Ransomware Group: AKIRA

VICTIM NAME: King Industries Inc[.]

NOTE: No files or stolen information are [exfiltrated/downloaded/taken/hosted/seen/reposted/disclosed] by RedPacket Security. Any legal issues relating to the content of the files should be directed at the attackers directly, not RedPacket Security. This blog is simply posting an editorial news post informing that a company has fallen victim to a ransomware attack. RedPacket Security is in no way affiliated or aligned with any ransomware threat actors or groups and will not host infringing content. The information on this page is fully automated and redacted whilst being scraped directly from the AKIRA Onion Dark Web Tor Blog page.

AI Generated Summary of the Ransomware Leak Page

The ransomware leak page pertains to King Industries, Inc., a company specializing in the design, manufacturing, and distribution of additives used in various industries worldwide. The company produces products such as engine oils, greases, hydraulic oils, paints, coatings, and rubber goods. The breach appears to have resulted in the exposure of a substantial volume of sensitive corporate data, totaling over 260 gigabytes. This data includes corporate non-disclosure agreements, passport scans, medical documents, contact information for employees and customers, as well as financial records like audits and payment reports. The attack was publicly discovered on April 15, 2025, and the published compromise date is the same, indicating the breach was likely recent at the time of leak.

The leak page announces the imminent upload of the stolen data, which threatens to expose confidential internal documents and personal information.
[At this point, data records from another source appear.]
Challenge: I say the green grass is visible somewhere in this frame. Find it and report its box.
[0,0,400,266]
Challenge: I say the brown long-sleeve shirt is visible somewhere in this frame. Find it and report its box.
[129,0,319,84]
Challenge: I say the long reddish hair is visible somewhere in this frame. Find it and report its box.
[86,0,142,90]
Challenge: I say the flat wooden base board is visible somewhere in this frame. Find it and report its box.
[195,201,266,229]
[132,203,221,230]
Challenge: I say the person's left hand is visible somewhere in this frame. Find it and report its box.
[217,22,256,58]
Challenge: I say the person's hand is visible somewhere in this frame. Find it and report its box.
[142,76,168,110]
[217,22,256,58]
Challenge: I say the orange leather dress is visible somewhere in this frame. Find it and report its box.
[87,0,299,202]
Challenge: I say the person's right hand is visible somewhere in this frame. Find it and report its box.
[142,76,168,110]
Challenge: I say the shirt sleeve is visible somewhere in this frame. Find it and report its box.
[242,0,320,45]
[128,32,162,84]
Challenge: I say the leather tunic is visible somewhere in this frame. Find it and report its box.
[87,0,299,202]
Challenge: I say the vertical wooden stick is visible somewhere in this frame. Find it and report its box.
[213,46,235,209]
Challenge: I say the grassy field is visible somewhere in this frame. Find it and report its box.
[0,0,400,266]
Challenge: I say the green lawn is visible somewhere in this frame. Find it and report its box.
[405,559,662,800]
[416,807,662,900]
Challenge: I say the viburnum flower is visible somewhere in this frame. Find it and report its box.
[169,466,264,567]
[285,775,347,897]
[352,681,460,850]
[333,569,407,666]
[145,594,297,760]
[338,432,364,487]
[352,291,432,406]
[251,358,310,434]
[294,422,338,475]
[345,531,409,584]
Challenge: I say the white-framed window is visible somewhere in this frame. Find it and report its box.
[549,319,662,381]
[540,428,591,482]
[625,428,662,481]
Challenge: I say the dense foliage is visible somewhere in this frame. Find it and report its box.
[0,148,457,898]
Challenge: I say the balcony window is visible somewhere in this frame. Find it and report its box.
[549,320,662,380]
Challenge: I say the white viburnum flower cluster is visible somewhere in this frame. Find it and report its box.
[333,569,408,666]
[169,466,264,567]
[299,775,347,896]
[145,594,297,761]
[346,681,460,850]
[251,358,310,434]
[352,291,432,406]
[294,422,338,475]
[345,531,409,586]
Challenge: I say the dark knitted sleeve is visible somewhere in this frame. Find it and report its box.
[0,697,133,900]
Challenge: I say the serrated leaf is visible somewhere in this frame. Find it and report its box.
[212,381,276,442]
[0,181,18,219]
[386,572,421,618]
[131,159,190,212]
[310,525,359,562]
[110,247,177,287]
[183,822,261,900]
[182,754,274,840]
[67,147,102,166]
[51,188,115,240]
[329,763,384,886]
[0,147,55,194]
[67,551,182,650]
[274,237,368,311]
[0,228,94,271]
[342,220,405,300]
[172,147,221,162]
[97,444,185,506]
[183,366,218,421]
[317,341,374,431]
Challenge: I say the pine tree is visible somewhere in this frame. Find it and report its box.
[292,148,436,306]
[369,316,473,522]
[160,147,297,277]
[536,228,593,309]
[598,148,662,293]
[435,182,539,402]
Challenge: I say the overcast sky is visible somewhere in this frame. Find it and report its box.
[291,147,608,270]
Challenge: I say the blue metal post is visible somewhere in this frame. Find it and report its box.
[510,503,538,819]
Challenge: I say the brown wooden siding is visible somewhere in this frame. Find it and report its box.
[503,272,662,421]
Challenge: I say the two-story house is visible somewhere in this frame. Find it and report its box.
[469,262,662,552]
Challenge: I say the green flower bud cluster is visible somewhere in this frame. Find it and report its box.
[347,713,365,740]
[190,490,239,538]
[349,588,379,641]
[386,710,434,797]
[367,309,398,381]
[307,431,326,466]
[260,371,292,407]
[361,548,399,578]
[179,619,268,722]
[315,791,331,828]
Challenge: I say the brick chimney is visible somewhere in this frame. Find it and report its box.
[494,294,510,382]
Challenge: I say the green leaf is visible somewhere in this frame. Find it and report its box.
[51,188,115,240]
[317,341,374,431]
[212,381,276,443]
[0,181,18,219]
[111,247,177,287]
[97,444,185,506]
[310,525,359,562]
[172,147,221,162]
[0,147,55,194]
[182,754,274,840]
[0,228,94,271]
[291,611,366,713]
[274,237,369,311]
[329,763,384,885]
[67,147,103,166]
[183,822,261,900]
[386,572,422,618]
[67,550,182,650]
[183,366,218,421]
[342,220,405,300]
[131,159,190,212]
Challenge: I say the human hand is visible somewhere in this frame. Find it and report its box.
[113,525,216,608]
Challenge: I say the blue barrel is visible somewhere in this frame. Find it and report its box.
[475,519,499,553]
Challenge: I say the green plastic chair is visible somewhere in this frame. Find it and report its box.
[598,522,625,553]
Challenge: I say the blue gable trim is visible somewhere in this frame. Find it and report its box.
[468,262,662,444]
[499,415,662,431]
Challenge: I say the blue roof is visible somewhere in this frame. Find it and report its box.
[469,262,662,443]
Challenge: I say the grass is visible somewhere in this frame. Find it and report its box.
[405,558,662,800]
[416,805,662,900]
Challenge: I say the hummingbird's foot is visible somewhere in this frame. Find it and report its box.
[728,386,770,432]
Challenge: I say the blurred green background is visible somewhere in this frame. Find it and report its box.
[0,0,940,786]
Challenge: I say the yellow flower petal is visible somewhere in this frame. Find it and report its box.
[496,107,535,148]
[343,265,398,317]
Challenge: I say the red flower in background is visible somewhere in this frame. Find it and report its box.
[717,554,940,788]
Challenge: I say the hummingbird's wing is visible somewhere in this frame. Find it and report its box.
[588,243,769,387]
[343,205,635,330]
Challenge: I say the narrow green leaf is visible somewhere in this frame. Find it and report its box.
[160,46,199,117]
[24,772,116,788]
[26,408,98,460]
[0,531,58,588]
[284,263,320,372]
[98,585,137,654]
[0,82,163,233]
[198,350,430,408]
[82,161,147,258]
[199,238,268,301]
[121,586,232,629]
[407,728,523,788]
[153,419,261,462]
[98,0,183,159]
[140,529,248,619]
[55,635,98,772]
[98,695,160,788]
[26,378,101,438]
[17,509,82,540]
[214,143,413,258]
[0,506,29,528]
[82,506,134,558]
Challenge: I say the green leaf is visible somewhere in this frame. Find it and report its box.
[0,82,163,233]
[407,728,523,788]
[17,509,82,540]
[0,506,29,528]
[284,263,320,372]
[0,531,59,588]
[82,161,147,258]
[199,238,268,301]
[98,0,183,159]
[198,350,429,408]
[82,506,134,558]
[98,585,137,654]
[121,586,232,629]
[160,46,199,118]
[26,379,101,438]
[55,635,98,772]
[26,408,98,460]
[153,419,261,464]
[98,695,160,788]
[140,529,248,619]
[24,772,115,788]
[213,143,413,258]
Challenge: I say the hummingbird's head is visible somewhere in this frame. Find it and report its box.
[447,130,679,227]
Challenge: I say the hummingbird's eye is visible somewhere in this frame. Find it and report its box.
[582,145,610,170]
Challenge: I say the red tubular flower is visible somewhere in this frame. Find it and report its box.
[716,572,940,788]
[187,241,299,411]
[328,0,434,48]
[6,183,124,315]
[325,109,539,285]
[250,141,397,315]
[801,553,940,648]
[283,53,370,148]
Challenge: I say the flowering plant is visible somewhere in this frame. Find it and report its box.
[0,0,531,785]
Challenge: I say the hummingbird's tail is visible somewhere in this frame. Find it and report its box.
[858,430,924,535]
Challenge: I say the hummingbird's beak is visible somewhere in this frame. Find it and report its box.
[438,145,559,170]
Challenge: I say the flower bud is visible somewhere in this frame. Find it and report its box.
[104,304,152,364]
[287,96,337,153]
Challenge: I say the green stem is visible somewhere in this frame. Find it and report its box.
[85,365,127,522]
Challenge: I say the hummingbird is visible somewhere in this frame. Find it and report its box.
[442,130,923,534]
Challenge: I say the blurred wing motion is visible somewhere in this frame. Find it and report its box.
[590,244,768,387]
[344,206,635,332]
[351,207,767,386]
Although no specific download links or direct evidence of data distribution are provided publicly, the nature and volume of leaked data suggest a significant security breach. The incident underscores the importance of robust cybersecurity measures for companies handling sensitive corporate and personal data. The page includes visual evidence such as screenshots of internal files, further emphasizing the severity of the breach. No additional details about the attackers or their demands are disclosed on the page, but the leak indicates the breach was carried out by the group known as “akira.”